La jeune comtesse sourit, ce qui fit rayonner son visage et plisser ses taches de rousseur :
– On dirait que le mot a du mal à passer ? Ne lui en veuillez pas trop ! Il serait assez bon homme, au fond, si son entourage familial ne le poussait pas à des excès regrettables. Mais nous allons avoir tout le temps de parler. Préparez-vous, je vous emmène !
– Pardonnez-moi, donna Catarina, mais... où donc ?
– Chez moi, voyons ! Ne prenez pas cet air effarouché ! Mon époux est parti vers le milieu du jour pour un domaine que son oncle vient de lui offrir à Segni. Cela nous donne quelques jours pour d’abord vous reposer un peu plus. Ensuite, c’est moi qui vous donnerai les moyens de gagner Florence. Ne cherchez pas, Khatoun m’a renseignée. Comme je sais qu’elle a été élevée au palais Beltrami, car elle ne m’a rien caché de sa vie passée, je n’ai pas eu de peine à deviner qui pouvait être cette amie malade qu’elle tenait à visiter chaque jour.
– Et vous voulez m’aider à rejoindre Florence, vous, la comtesse Riario ?
– Non. Moi, Catarina Sforza ! Mes parents et les Médicis entretenaient d’excellentes relations et vous vous souvenez peut-être de cette visite que nous avions faite à Florence, en grand apparat, voici quelques années ?
– Je ne l’ai jamais oubliée ! Votre Grâce était encore une enfant... Le cortège du duc de Milan était magnifique.
– Et... Giuliano de Médicis l’était plus encore ! J’avoue qu’à ce moment, je suis tombée amoureuse de lui... un peu aussi de Lorenzo, si laid mais si fascinant ! Or, le hasard m’a fait découvrir que le comte Riario... mon époux, fomente contre eux un complot avec ce vilain singe de Francesco Pazzi et votre ami Montesecco !
– Montesecco ? Je l’ai vu hier, dans cette rue. Il sortait du palais Cenci et il s’intéressait beaucoup aux maisons de ce côté.

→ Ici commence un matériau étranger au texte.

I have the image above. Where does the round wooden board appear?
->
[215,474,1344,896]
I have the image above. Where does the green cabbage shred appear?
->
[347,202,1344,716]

– Cela n’a rien d’étonnant. Il est possible que les Cenci trempent aussi dans la conspiration. En quels termes êtes-vous avec les Médicis ?
– Lorenzo m’a sauvé la vie, aidée à fuir, protégée par-delà l’exil, et je sais qu’il n’a jamais cessé de veiller sur mes intérêts. C’est pourquoi le chemin de sa ville m’est apparu comme le seul par lequel je puisse rentrer en France et rejoindre mon fils.
– C’est pourquoi j’ai décidé de vous aider à fuir Rome. Il faut que je puisse envoyer quelqu’un de sûr à Florence, quelqu’un d’assez éloigné de moi pour que mon rôle dans cette affaire ne soit jamais connu, car alors ma vie ne vaudrait pas cher. Par chance vous êtes là et, à nous deux, nous parviendrons peut-être à éviter un grand malheur.
– Si grand que cela ?
– Jugez plutôt ! Mon époux et ses amis veulent faire assassiner les Médicis. Et cela prochainement... Mais nous perdons du temps ! Pressez-vous, je vous en prie !
Fiora n’était pas encore décidée. Elle n’aimait pas l’idée de séjourner, même deux ou trois jours, au palais Riario où elle craignait de se jeter dans la gueule du loup. D’autre part, ce qui s’y tramait était franchement abominable et contraire à ses propres intérêts. Que les Médicis soient abattus et que Riario devienne le maître de Florence, et tout s’évanouissait des espoirs qu’elle y plaçait.